CLAIM: Some argue that the Bible teaches soul-sleep. This doctrine teaches that people’s souls do not depart to be with God at death. Instead, our souls “sleep” in an unconscious state until the general resurrection of the dead at the end of history (Dan. 12:2; Jn. 5:28-29).
RESPONSE: The Bible teaches that our soul will be immediately in the presence of God at death. Geisler and Howe write, “Sleep is an appropriate figure of speech for death of the body, since death is temporary until the resurrection when the body will ‘awake’ from it.”
There are a number of reasons to believe that we will be conscious after death. Enoch was taken to be with God (Gen. 5:24) and so was Elijah (2 Kings 2:1). When Moses and Elijah appeared to Jesus, they were obviously conscious –hundreds of years after their death (Mt. 17:3). Stephen prayed that God would receive his spirit (Acts 7:59). Jesus promised that the thief would immediately be with God at death (Lk. 23:43). Paul desired to be with Christ at death, which implies that this is a conscious state (Phil. 1:21-23). Paul writes, “While we are at home in the body we are absent from the Lord… [I] prefer rather to be absent from the body and to be at home with the Lord” (2 Cor. 5:6, 8). Moreover, believers in the present heaven are conscious and aware of the tragedies on Earth (Rev. 6:10).

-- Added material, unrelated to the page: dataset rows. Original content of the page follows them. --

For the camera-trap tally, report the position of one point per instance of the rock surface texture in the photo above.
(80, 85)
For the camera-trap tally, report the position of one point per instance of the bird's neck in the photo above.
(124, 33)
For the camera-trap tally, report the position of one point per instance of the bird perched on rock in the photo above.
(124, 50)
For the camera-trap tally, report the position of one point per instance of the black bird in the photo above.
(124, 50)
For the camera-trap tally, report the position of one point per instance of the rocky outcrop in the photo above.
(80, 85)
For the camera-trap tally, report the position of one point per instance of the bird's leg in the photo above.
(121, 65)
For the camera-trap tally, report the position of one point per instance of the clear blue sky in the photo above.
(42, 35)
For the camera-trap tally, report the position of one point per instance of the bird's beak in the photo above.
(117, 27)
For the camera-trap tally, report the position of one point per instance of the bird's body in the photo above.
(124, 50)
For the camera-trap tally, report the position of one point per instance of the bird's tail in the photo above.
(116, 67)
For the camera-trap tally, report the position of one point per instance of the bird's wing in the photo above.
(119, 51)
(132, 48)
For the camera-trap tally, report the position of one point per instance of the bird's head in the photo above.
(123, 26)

In the NT, the term “sleep” refers to normal sleep, but it is also a term for literal death. In John 11, Jesus said that Lazarus had “fallen asleep” (11:11). His disciples thought that this referred to literal sleep (11:12). However, John writes, “Now Jesus had spoken of his death, but they thought that He was speaking of literal sleep” (11:13). For this reason, we should understand that sleep generally refers to death in the NT; otherwise, we would be making the same mistake as Jesus’ disciples.
 Geisler, Norman L., and Thomas A. Howe. When Critics Ask: a Popular Handbook on Bible Difficulties. Wheaton, IL: Victor, 1992. “1 Thessalonians 4:13.”